If you have a brain, you should try using it occasionally.
— You think you’re smart? I’ve crushed dozens like you!
His cannon shifted into a rapid-fire mode, spraying mana-infused rounds at me. To my heightened senses, the glowing projectiles moved in slow motion.
I didn’t need to dodge. I simply swatted them out of the air with my spear. While deflecting the searing bolts, I pressed the attack.
— Those eyes… you think you’ve won? Let’s see how you look when I peel that suit off your skin!
He swung his energy blade at my head. It didn’t even come close. It never would.
“Friend, your script is getting predictable.”
I don’t just rush in blindly, take a hit, and then act surprised. That’s amateur hour.
I had already gauged his reach, the velocity of his shots, and his power output. This was a fight I could win.
— No way…!
After five minutes of trading blows, his movements became erratic. My spear wasn’t designed to pierce that specific alloy.
But the physical spear wasn’t the threat—it was the Paradox Flame riding along the tip. The spear just had to hold together.
“Dummy.”
Gradually, the suit began to lag. I could see the reason why. It wasn’t reacting correctly to my feints.
— Why is the combat assist failing?!
“So, you weren’t even the one fighting me.”
That made everything clear. The machine was doing the heavy lifting—not the pilot.
It was logical.
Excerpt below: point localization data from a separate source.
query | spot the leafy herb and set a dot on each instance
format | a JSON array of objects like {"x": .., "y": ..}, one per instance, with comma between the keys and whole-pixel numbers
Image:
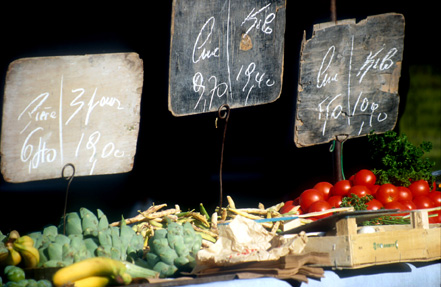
[
  {"x": 359, "y": 203},
  {"x": 399, "y": 160}
]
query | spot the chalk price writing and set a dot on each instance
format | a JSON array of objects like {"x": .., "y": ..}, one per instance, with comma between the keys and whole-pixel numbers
[
  {"x": 38, "y": 146},
  {"x": 248, "y": 77},
  {"x": 332, "y": 107}
]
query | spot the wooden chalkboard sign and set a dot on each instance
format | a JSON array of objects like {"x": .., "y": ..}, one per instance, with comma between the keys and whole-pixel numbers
[
  {"x": 83, "y": 110},
  {"x": 348, "y": 83},
  {"x": 225, "y": 52}
]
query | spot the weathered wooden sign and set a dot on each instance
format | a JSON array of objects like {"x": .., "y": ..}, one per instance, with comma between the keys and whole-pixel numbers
[
  {"x": 83, "y": 110},
  {"x": 348, "y": 83},
  {"x": 225, "y": 52}
]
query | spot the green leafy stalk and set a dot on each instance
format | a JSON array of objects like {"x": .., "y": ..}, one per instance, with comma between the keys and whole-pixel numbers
[{"x": 398, "y": 161}]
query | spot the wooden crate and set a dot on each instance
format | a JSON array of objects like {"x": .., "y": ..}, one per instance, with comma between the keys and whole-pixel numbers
[{"x": 417, "y": 241}]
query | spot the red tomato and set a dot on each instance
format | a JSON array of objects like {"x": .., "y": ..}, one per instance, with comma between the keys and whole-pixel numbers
[
  {"x": 404, "y": 193},
  {"x": 342, "y": 188},
  {"x": 387, "y": 193},
  {"x": 374, "y": 204},
  {"x": 308, "y": 197},
  {"x": 335, "y": 201},
  {"x": 423, "y": 201},
  {"x": 374, "y": 189},
  {"x": 320, "y": 205},
  {"x": 419, "y": 187},
  {"x": 436, "y": 219},
  {"x": 395, "y": 205},
  {"x": 435, "y": 196},
  {"x": 365, "y": 177},
  {"x": 359, "y": 190},
  {"x": 408, "y": 204},
  {"x": 324, "y": 187}
]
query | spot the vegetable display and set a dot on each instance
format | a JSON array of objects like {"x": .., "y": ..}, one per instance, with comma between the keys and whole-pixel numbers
[
  {"x": 361, "y": 193},
  {"x": 399, "y": 162}
]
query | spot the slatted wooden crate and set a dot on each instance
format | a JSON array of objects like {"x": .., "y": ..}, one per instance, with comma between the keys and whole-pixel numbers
[{"x": 417, "y": 241}]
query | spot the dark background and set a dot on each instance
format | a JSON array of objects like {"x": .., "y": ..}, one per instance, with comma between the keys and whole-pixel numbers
[{"x": 177, "y": 160}]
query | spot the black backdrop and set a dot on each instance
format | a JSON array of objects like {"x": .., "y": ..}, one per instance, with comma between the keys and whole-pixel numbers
[{"x": 177, "y": 160}]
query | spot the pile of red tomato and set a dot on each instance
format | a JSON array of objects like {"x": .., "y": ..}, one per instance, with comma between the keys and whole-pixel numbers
[{"x": 324, "y": 195}]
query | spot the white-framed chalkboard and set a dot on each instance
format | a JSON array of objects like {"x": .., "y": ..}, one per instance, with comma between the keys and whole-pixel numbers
[
  {"x": 225, "y": 52},
  {"x": 348, "y": 82},
  {"x": 83, "y": 110}
]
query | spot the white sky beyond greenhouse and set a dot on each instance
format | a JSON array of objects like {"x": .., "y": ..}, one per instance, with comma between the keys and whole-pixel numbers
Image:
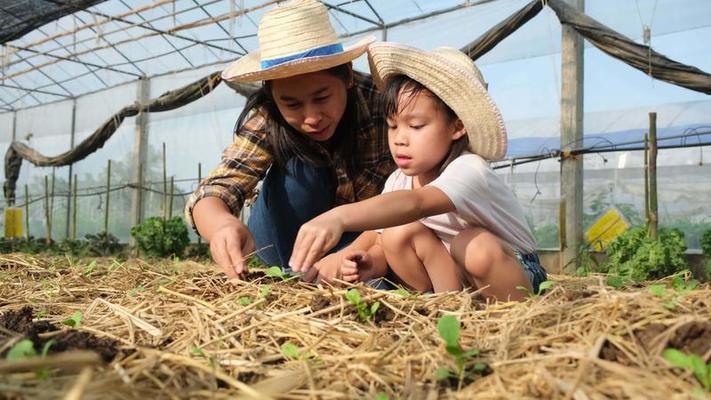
[{"x": 523, "y": 72}]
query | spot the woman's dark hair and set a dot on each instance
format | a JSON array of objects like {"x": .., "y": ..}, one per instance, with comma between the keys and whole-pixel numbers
[
  {"x": 398, "y": 85},
  {"x": 287, "y": 143}
]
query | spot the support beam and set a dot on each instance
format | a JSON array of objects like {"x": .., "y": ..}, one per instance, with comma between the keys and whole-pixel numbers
[
  {"x": 571, "y": 134},
  {"x": 140, "y": 147}
]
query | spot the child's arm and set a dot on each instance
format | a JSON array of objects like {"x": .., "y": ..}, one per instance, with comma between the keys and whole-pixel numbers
[{"x": 388, "y": 209}]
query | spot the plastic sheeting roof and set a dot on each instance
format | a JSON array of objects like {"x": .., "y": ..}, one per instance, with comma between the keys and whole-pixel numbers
[{"x": 92, "y": 45}]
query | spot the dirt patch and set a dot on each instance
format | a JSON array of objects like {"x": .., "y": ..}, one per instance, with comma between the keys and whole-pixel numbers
[{"x": 21, "y": 322}]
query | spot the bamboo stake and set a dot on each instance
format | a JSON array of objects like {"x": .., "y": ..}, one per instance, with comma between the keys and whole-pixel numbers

A regular human can’t react to a mana user’s speed. But an automated system powered by mana could.
The “glitch” was a result of my recent surgery. My nervous system had been completely rewired.
I process information and react just a fraction faster than a human should.
Nikolai’s automated defense system was hitting an error loop because of it. It was programmed for human limits—and I was operating outside of them, causing the AI to panic.
“The suit is fine. You’re the problem.”
If he were a master technician, he might have been able to adjust the settings… but a bald, muscle-bound mob boss isn’t usually an expert in software engineering.
“Let’s give you a proper beating today. You’ll wish you stayed in Siberia.”
A streak of blue light followed my spear as it cut through the air.